Cait runs inside an isolated sandbox environment — a self-contained workspace where the agent has access to a structured filesystem, a bash shell, and Python execution. At session start, the agent reads its operating context from a set of canonical files:
This filesystem-first design means Cait doesn’t rely on a massive system prompt stuffed with every possible instruction. Instead, it reads what it needs, when it needs it — keeping the context window focused and the reasoning sharp.
Skills (SKILL.md files) are structured, human-authored procedural knowledge for complex financial judgment calls — PSLF eligibility, repayment plan comparison, ESPP sell-vs-hold analysis. The agent reads the relevant skill before responding, so it reasons through the correct procedure rather than improvising from general training.
Executable Scripts (skills/*/scripts/*.py) handle deterministic financial math — monthly payment calculations, tax withholding, contribution limit enforcement. These produce traceable, verifiable outputs, not model-generated approximations.

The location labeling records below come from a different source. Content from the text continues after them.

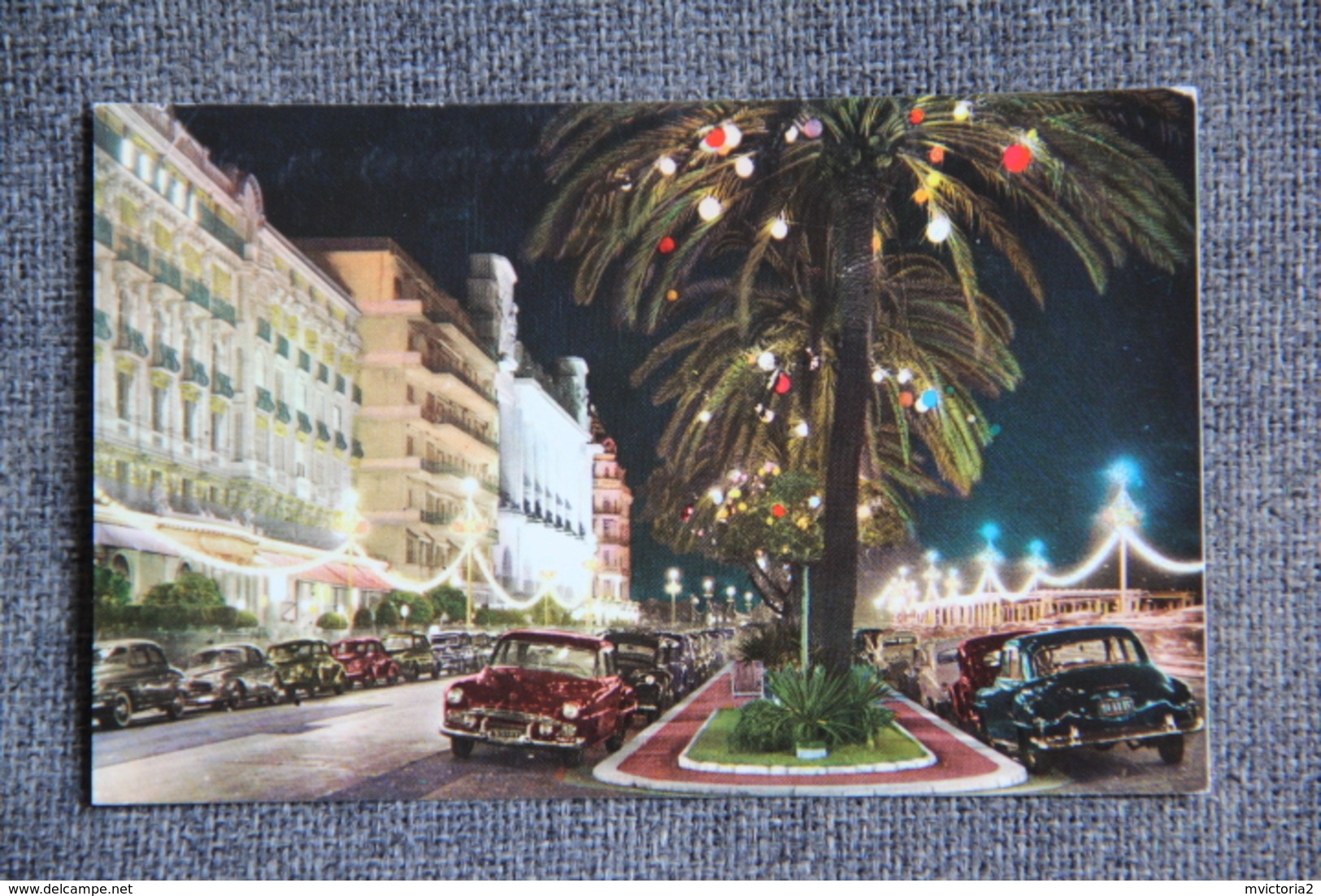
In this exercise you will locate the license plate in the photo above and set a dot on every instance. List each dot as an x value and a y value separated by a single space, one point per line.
1116 706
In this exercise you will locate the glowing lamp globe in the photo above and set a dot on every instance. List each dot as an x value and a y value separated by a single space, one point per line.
1016 159
938 229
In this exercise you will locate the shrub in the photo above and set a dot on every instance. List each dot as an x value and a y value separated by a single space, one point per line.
831 710
332 623
763 727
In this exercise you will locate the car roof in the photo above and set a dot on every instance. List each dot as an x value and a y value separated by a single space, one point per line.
553 636
1067 636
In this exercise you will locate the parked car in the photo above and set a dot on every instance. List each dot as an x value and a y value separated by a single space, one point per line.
979 663
684 670
414 655
131 677
454 652
644 659
936 669
306 665
543 689
1090 686
228 676
366 663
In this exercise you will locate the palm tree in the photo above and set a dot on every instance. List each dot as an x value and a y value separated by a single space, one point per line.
653 197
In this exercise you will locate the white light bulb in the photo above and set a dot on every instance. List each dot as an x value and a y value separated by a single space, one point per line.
940 228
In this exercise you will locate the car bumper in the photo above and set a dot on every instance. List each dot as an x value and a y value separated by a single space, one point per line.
1119 733
507 731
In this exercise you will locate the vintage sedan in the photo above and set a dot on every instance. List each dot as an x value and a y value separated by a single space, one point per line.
645 661
542 689
412 652
979 663
1090 686
366 663
306 665
936 669
228 676
133 676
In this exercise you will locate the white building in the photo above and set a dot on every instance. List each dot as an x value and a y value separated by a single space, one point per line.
545 450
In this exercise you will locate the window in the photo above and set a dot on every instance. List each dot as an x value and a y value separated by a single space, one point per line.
159 397
124 394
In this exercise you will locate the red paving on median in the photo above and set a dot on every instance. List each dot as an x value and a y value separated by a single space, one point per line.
962 764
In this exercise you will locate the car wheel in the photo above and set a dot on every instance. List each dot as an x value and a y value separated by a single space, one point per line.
1037 762
120 710
1171 750
176 707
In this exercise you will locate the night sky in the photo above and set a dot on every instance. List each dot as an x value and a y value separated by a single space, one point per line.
1105 377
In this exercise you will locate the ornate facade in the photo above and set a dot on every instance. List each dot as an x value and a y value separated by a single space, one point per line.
225 373
428 424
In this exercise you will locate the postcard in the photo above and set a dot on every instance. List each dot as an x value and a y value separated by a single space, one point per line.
834 447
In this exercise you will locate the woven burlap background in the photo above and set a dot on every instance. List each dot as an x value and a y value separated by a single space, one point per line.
1257 67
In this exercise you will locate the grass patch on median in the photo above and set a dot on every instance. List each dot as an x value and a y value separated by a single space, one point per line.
892 746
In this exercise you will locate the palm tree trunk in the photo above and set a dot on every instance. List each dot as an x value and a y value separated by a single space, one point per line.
835 581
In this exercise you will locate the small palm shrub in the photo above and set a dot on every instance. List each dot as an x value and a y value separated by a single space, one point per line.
814 707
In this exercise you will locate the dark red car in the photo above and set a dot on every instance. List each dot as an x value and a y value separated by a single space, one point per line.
979 663
542 689
366 663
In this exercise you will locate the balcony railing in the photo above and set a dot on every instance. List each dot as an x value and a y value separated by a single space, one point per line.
168 275
224 311
167 359
440 416
197 294
196 373
135 253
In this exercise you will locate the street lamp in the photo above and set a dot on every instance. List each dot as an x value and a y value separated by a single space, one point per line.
672 587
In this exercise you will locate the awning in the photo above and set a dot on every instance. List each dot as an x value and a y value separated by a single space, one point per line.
130 538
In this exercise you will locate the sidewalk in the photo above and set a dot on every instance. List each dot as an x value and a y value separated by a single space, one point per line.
651 759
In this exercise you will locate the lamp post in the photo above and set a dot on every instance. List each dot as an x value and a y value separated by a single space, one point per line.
672 587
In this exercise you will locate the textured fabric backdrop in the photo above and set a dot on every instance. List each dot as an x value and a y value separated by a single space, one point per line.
1258 72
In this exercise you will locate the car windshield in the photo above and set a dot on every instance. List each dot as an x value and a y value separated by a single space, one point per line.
114 655
1092 652
285 652
563 659
215 659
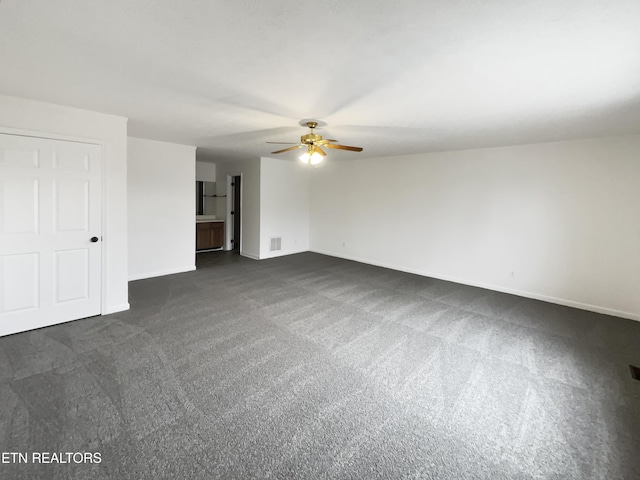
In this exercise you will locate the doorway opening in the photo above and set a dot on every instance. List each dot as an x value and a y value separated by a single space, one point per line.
235 212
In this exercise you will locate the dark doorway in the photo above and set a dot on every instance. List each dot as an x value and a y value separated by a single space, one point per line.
236 211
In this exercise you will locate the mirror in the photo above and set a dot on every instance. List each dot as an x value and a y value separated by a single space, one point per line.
205 198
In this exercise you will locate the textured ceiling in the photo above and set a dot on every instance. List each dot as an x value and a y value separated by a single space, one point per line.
398 77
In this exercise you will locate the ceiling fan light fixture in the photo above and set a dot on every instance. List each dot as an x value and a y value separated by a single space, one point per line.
311 157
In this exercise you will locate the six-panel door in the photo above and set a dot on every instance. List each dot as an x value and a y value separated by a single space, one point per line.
50 209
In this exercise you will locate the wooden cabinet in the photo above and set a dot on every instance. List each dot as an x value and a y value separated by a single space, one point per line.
209 235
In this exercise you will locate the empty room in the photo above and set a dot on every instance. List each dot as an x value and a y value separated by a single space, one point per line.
319 240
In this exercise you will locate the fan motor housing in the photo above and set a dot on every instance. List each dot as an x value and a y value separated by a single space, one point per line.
310 138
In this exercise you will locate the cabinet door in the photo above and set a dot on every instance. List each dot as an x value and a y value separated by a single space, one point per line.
203 236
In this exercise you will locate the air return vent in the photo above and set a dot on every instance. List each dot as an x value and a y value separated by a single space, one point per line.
276 244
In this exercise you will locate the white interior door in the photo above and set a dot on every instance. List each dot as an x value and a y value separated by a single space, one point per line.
50 211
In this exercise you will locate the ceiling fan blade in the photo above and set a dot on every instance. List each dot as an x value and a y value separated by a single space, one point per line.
344 147
324 141
288 149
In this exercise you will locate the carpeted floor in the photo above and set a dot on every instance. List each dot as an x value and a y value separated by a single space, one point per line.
309 366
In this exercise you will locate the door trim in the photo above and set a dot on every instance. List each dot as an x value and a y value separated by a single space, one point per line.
103 173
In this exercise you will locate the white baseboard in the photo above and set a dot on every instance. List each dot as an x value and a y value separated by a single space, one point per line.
116 308
497 288
161 273
282 253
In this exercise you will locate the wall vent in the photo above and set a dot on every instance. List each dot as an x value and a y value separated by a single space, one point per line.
276 244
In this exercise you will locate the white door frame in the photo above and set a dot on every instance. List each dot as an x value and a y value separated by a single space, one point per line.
104 232
229 222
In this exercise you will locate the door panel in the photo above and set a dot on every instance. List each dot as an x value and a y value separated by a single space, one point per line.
20 281
51 206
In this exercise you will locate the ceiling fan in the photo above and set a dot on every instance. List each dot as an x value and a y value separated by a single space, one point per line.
314 144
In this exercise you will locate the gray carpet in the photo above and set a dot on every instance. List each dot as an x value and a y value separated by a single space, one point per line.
312 367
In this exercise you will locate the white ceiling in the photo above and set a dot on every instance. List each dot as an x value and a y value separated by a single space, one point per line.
395 77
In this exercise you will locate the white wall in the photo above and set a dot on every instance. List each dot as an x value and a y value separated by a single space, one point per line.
46 119
284 206
250 218
556 221
161 210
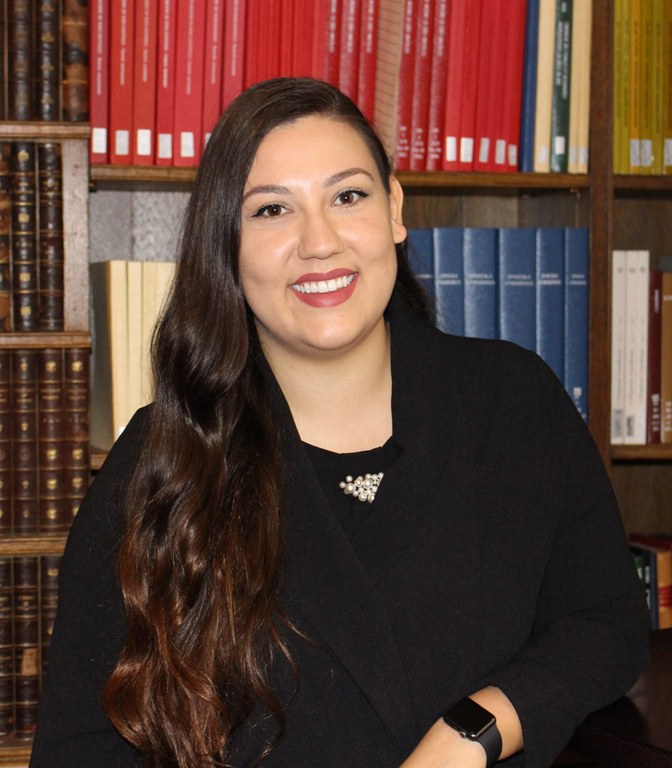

Recent research (SkillsBench, Li et al., 2026) validates this approach: human-authored Skills produced a +121% lift in task completion in Finance — 2nd highest of all 11 domains tested. Self-generated AI knowledge showed zero benefit. The gap between average publicly available Skills (6.2/12 quality) and the benchmark-driving Skills (10.1/12) is where differentiation lives.
The sandbox gives the agent a controlled, auditable execution environment. The skills and scripts give it domain depth that compounds over time and travels across models. Together, they deliver an AI that doesn’t just sound financial — it actually performs, with math you can trace and reasoning you can verify.